Lazy British Theatre For Gullible American Audiences
June 3, 2009
I've lost count of the number of sub-par touring productions I've seen of classic plays by British theatre companies in the US over which American audiences go ga-ga irrespective of their quality.
With the possible exception of Tim Supple's Indian A Midsummer Night's Dream and Cheek By Jowl's Twelfth Night, I can't think of any British production I've seen in recent years on US stages that have actually been worth the price of admission.
Yet the adulation with which shows like Peter Hall's Theatre Royal, Bath production of As You Like It and -- the prompt for writing this blog post -- Phyllida Lloyd's take on Schiller's Mary Stuart for the Donmar Warehouse (which I saw in New York last week) have been received stateside give me pause for thought. Are people simply won over by the accents? Do theatregoers see names like Janet McTeer and Harriet Walter on the marquee and autmatically think to themselves "there are famous British actresses in this production therefore it MUST be superb"? Why do new world audiences lose all sense of critical judgment when it comes to experiencing productions from the old world?
A few weeks before I went to New York, I asked as many people in the know as I could for theatre recommendations. The one show that came up in almost every exchange was Mary Stuart. Which is why I decided to go and see the show. Admittedly, a couple of people who had not yet experienced the production for themselves recommended it to me, most likely on the basis of McTeer's well-received turn on Broadway as Nora in A Doll's House a few years ago.
But far from representing the best of British theatre, Lloyd's lifeless production is packed with the worst of its cliches. Though Walter, as a terse Elizabeth I gave a slightly nuanced performance, McTeer, as Mary, Queen of Scots, hit one melodramatic note throughout. Peter Oswald's adaptation killed all the poetry in Schiller's original. The whole thing felt stagey, pompous and tired.
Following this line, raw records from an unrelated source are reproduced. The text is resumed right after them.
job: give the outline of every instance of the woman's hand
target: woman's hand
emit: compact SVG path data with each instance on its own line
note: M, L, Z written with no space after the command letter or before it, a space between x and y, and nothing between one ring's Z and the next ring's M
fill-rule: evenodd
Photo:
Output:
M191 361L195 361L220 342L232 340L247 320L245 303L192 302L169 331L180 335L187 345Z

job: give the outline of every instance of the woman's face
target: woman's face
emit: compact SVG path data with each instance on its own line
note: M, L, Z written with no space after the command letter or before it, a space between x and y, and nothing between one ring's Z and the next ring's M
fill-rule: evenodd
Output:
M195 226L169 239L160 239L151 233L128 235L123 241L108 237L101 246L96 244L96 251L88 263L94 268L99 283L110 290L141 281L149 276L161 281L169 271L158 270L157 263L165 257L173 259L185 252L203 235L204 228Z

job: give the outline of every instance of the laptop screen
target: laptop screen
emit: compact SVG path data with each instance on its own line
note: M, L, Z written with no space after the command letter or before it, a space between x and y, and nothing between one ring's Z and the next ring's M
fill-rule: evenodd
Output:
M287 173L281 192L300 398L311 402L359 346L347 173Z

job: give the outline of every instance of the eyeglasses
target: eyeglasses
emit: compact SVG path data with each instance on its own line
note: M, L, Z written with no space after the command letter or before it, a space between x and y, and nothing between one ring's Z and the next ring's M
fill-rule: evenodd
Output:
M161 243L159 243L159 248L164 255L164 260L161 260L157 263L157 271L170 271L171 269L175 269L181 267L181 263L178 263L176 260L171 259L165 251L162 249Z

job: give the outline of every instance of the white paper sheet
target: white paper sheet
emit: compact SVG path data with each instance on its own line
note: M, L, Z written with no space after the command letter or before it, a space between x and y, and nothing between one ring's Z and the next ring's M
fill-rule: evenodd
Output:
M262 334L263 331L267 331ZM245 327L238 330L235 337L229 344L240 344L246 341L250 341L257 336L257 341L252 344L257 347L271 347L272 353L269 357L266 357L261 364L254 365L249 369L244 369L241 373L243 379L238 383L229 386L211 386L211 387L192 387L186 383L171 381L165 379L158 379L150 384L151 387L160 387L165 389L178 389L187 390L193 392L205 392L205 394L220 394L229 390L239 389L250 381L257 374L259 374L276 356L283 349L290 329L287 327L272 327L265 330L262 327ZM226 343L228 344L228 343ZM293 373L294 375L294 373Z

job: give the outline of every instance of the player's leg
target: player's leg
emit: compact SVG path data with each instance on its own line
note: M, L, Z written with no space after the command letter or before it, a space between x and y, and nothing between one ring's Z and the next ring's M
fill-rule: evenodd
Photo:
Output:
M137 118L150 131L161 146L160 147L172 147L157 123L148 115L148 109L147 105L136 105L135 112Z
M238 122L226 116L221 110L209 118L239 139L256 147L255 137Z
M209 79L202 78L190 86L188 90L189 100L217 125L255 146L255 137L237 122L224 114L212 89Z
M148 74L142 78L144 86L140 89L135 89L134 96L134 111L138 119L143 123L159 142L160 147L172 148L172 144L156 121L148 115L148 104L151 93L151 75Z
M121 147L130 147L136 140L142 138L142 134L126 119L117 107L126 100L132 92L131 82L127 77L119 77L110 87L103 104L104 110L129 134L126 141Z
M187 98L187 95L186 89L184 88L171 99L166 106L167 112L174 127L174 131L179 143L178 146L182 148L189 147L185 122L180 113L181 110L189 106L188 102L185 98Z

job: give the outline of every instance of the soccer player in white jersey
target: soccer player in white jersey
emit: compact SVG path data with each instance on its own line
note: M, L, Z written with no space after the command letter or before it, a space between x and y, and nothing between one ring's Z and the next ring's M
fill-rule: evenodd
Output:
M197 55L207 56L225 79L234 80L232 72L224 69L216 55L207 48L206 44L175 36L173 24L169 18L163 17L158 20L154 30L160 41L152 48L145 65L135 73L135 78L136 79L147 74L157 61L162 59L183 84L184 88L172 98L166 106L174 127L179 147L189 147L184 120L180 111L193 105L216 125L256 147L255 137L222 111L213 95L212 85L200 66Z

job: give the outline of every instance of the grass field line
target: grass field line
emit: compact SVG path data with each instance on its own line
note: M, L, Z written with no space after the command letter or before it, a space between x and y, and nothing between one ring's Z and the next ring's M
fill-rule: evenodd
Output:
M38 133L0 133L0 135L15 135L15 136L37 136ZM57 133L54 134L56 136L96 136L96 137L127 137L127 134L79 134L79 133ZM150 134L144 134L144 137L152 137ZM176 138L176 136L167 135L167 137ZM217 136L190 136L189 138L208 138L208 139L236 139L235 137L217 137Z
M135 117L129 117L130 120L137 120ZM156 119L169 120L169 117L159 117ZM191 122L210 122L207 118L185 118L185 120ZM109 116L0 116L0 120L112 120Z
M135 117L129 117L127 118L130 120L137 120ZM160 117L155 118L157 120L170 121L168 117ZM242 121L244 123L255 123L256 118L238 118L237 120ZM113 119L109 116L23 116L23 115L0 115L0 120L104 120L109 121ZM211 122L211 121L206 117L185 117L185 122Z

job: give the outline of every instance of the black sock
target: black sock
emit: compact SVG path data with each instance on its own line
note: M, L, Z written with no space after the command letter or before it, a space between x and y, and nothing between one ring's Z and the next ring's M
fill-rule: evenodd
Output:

I understand that by the time UK productions reach the US, they have often been running for a couple of years or more. This could explain the lack of freshness. But what I can't get my head around is the thunderous applause and critical hurrahs that the production is receiving on Broadway. "It's hard not to be at least a little in love with -- and more than a little in awe of -- the very leading ladies in Phyllida Lloyd's crackling revival (first seen at the Donmar Warehouse in London) of this 1800 tragedy of double-dealing politics," wrote Ben Brantley in the New York Times.
When, oh when, is the US going to get over its automatic deference to British theatre?